Peter Field, managing director of South West Trains, has decreed that it is "unreasonable" to expect people to queue for 15 minutes for a ticket, in a letter obtained by Labour MP Brian Wilson.

South West Trains took the decision to allow Lord Sterling, chairman of P&O and a government adviser, exemption from a penalty fare last month, after he complained that he had boarded a train without a ticket because the queues at Waterloo station were too long.

In order to clamp down on fare-dodging, British Rail has long insisted passengers must have a ticket before boarding, rather than paying on the train.

Lord Sterling, intercepted when travelling first class to Haslemere, telephoned Mr Field the next day, who cancelled the penalty fare and ordered all computer records be deleted to avoid "embarrassment" to a VIP passenger.

Now Mr Field has told a commuter who protested about the treatment of Lord Sterling: "The onus is on us to provide care of purchase of a ticket, which we failed to do for Lord Sterling. It is unreasonable in my view to have to queue for 15 minutes for a ticket."

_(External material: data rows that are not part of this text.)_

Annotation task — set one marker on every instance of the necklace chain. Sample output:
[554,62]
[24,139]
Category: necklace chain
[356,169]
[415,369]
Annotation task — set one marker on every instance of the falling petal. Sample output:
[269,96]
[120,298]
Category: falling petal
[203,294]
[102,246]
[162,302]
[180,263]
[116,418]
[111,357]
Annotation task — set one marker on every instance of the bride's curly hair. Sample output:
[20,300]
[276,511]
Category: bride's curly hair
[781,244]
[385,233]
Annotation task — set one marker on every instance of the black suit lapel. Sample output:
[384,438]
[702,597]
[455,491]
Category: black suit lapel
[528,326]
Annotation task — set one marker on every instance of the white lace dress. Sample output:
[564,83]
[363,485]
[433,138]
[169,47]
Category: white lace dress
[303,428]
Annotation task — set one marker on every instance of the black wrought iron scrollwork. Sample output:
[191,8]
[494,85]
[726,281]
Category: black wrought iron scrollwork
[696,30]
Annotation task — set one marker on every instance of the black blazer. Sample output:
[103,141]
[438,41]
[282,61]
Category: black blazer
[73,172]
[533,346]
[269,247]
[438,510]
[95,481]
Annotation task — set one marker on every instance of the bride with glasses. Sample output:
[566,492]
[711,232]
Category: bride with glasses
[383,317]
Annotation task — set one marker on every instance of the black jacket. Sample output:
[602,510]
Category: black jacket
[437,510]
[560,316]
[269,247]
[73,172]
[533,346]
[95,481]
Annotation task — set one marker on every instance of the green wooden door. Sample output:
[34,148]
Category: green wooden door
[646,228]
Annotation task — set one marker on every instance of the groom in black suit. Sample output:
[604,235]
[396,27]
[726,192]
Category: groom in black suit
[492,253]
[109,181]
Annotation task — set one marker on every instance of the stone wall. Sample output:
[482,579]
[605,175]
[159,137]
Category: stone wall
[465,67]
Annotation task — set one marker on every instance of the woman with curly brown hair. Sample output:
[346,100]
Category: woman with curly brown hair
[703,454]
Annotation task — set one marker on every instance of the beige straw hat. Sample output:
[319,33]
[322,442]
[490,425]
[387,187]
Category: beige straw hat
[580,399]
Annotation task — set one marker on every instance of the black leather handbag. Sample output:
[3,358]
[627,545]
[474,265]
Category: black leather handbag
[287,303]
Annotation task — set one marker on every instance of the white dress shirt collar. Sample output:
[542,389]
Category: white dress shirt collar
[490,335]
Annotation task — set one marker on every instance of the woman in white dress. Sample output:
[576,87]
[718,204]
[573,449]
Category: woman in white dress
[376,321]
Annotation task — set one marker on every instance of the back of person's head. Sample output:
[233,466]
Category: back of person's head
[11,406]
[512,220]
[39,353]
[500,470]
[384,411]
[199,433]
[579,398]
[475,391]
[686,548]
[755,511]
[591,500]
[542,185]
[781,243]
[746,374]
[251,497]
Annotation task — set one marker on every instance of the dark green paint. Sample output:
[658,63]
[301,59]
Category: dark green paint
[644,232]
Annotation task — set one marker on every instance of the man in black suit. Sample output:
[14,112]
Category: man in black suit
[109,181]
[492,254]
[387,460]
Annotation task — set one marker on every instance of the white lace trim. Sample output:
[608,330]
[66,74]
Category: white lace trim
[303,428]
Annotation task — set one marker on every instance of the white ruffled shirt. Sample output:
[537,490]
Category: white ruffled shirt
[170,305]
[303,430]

Mr Wilson said the letter threw the rules on fare-dodging into confusion. He said: "Anyone can now say they didn't wait for a ticket because they thought it would take 15 minutes. The next question is whether this amazing get-out clause applies only to South West Trains or to the whole railway network."

He added: "If the new Sterling Doctrine is to be widely applied, somebody had better start defining what a 15-minute queue looks like. If you see a New Zealand flag on a backpack in front of you, does that count as 10 minutes?"